The UN’s new independent expert on the promotion of a democratic and equitable international order, Livingstone Sewanyana, has said a new world order is possible.
“I believe a new world order based on universal respect for human rights, social justice, rule of law and equitable development is possible,” said Mr. Sewanyana setting out his vision in his first report to the Human Rights Council.
“The mandate that has been entrusted to me requires a holistic approach, ensuring that all rights are promoted and protected in an environment that gives due recognition to participation, inclusion and transparency.
“I will aim firstly to examine the various forms and practice of democracy. There is a growing need to investigate the existing governance practices across the world and identify obstacles to the growth of democracy and equitable development. I would also like to engage States and others in efforts to address obstacles to free, fair and inclusive elections and, where appropriate, to identify best practice.”
The expert said he would also examine how the right to participate in public affairs could be better realised, paying due attention to the issues of gender equality and civil society, and how to make such institutions more responsive and inclusive.
Turning to the issue of corruption, the expert stressed that he would like to engage States and others in efforts to promote good practices that demonstrate effective private-public partnership, the enforcement of labour rights and environmental protection, as well as the commitment of businesses to non-discrimination and other steps that respect human rights.
Countries that adhere to the principle of “open government” pledge to protect civil society organizations in efforts to demonstrate greater transparency, more accountability and more responsiveness to their own citizens. Mr. Sewanyana said it was important to gather information on citizen monitoring and the space given to civil society to participate and contribute to the work of national and international anti-corruption bodies.
The expert is also keen to explore the role of new global governance forums which have emerged separately from the United Nations and where international priorities are also set. He said he would like to study their constitutions and practices, applying the principles of transparency, participation and accountability in order to develop recommendations aimed at strengthening their contributions to democratic governance and human rights.
The fifth area on which Mr. Sewanyana intends to focus relates to global economic challenges. International responses, from austerity measures to classical approaches to international investment, have so far proven insufficient to address the causes and consequences of such challenges. The expert wants to find ways in which the international community could better respond in a way that promotes a world order that is more democratic and equitable.
Mr. Sewanyana said he would also aim to investigate the connection between youth, fragility, violence and opportunity. “Young people face unique challenges and are especially vulnerable in uncertain environments. Limited access to resources, education, training, employment and a lack of economic opportunities constrain their prospects, and in some cases may push them to resort to violence,” he added.

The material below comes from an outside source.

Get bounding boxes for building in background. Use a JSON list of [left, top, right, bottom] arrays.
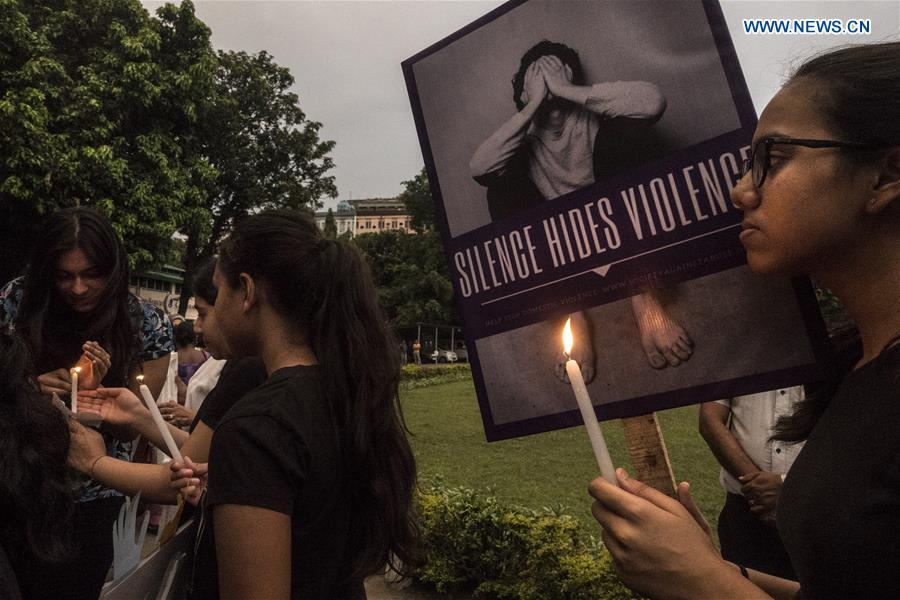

“I look forward to working constructively with a broad cross-section of society, including governments, intergovernmental organizations, regional organizations and those in the private sector, to create a better understanding of the need to promote a democratic and equitable international order. In addition, I look forward to consulting with a broad range of civil society organizations to further increase knowledge of, and engagement with, the mandate,” the expert concluded.

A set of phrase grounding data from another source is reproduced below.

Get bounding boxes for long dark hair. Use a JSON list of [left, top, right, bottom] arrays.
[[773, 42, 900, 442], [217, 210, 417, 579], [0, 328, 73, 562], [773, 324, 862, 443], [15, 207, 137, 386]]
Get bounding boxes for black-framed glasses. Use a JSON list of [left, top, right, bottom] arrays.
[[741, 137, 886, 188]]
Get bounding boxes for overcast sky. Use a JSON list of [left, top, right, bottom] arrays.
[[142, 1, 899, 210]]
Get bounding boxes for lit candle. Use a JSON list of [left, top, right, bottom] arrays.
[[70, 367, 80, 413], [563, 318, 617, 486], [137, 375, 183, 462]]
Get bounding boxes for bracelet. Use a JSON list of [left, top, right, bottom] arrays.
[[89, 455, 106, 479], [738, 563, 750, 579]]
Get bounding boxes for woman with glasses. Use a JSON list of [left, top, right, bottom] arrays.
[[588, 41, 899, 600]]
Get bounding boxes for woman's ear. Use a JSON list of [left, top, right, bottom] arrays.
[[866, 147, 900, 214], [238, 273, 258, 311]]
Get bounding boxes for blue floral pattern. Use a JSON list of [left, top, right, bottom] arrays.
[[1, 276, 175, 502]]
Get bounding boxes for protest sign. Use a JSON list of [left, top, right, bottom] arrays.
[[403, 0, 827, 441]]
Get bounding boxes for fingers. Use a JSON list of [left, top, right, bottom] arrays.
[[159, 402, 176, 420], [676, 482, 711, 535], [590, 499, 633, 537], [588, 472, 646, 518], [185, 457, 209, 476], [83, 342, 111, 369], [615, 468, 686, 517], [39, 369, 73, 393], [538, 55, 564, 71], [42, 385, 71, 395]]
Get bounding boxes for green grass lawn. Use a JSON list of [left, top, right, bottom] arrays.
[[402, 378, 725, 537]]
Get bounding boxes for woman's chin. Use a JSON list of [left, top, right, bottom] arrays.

Mr. Livingstone Sewanyana (Uganda) was appointed as the second Independent Expert on the promotion of a democratic and equitable international order by the Human Rights Council and took up his mandate on 1 May 2018. He is the Founder and Executive Director of the Foundation for Human Rights Initiative (FHRI), a Ugandan civil society organisation. A lawyer by profession and advocate of the High Court of Uganda, he holds a PhD in Public Law from the University of Cape Town (South Africa), a Master of Laws in International Human Rights Law from the University of Essex (United Kingdom) and a Bachelor of Laws from Makerere University (Uganda). He has written and published widely on human rights, corporate governance, public sector management and access to justice.

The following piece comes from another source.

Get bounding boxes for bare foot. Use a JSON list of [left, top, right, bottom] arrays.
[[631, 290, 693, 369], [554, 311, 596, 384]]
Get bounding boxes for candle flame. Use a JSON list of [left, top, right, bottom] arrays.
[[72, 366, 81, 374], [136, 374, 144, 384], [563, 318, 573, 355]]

The Independent Experts are part of what is known as the Special Procedures of the Human Rights Council. Special Procedures, the largest body of independent experts in the UN Human Rights system, is the general name of the Council’s independent fact-finding and monitoring mechanisms that address either specific country situations or thematic issues in all parts of the world. Special Procedures experts work on a voluntary basis; they are not UN staff and do not receive a salary for their work. They are independent from any government or organization and serve in their individual capacity.